Trump’s Disruptive Foreign Policy Could Be Working


Beneath the crazy talk, there’s reason to think some of Trump’s “unpredictable” policies could work.


After months of hugging dictators and dissing democrats, Donald Trump is now seen around the world as a deranged toddler—symbolized by the Trump “blimp baby” that flew over Britain this summer and is now embarking on its own world tour. But beneath all the crazy talk that comes out of the president’s mouth (and Twitter feed), there may be reason to think that some of the “unpredictable” policies he so relishes could work.

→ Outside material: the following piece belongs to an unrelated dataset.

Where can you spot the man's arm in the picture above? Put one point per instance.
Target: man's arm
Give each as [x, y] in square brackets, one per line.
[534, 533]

Last fall, noting that 25 years of sanctions haven’t worked against North Korea, Trump decided to shake things up, threatening to “totally destroy” that regime if it didn’t dismantle its nuclear threat. And lo, Kim Jong Un began talking—and reportedly dismantling a missile site (though he appears to be continuing work on new missiles, and the two sides are currently stalemated over further moves).

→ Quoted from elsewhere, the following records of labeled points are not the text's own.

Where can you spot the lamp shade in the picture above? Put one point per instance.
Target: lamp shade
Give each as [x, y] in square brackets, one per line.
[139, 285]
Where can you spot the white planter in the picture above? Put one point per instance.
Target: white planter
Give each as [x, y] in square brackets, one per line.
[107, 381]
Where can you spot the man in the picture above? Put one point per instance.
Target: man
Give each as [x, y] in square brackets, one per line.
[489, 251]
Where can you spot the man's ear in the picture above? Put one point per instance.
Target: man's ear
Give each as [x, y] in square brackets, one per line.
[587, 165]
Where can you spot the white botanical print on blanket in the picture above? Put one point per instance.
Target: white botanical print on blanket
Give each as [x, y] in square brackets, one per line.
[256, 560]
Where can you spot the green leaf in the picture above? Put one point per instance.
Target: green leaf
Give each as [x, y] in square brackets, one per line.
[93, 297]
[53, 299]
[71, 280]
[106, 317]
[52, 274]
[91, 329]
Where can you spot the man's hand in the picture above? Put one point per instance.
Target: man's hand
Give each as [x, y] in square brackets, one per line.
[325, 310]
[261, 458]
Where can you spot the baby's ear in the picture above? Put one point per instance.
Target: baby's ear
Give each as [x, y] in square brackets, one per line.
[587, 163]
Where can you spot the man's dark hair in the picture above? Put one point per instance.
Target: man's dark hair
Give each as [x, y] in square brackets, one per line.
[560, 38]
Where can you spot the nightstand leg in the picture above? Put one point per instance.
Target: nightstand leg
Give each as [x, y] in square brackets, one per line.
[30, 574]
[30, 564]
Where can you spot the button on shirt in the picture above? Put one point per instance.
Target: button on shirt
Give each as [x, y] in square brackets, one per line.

As for Russia, yes, Trump said unpardonable and decidedly unpresidential things at the Helsinki summit in July. And there is little doubt Russia meddled criminally in the 2016 U.S. election. But Trump also might have had a point when he said, “I hold both countries responsible” for current tensions, though the comment provoked howls of outrage on both sides of the aisle. Washington has been meddling in other countries’ democracies for a long time, and it might be useful to drop our self-righteousness and acknowledge, at least to ourselves, that one country’s “democracy promotion” is another’s DCLeaks and Guccifer 2.0. Vladimir Putin might be a thug and an autocrat, but that’s just the point: To him, there is probably no difference between what he did so nefariously in 2016 and what America did a few years earlier in Russia’s elections—openly supporting, for example, anti-Putin protests—and in Ukraine.

Moreover, Putin remains popular in Russia, while Western-style democracy does not, and there’s really nothing Washington can do to change this. What Trump appears to be pushing for, then, is a return to realpolitik, a truce on trying to change each other’s political systems, and reaching agreement where we can—for example, on Syria, Iran, North Korea and nuclear proliferation. There’s a long way to go, and Trump still might be vulnerable on the issue of collusion with the Russians. The president also needs to understand that one summit does not a foreign-policy success make. But many Americans who voted for Trump, even if they didn’t particularly like him, said they supported him because he pledged to toss out a lot of policies that weren’t working in Washington, and that he has done, if often recklessly. If he can induce Putin to cooperate more on critical issues—and if Kim does end up taking down his nuclear and missile programs—then Trump could appear to be something more of a grown-up in the years ahead.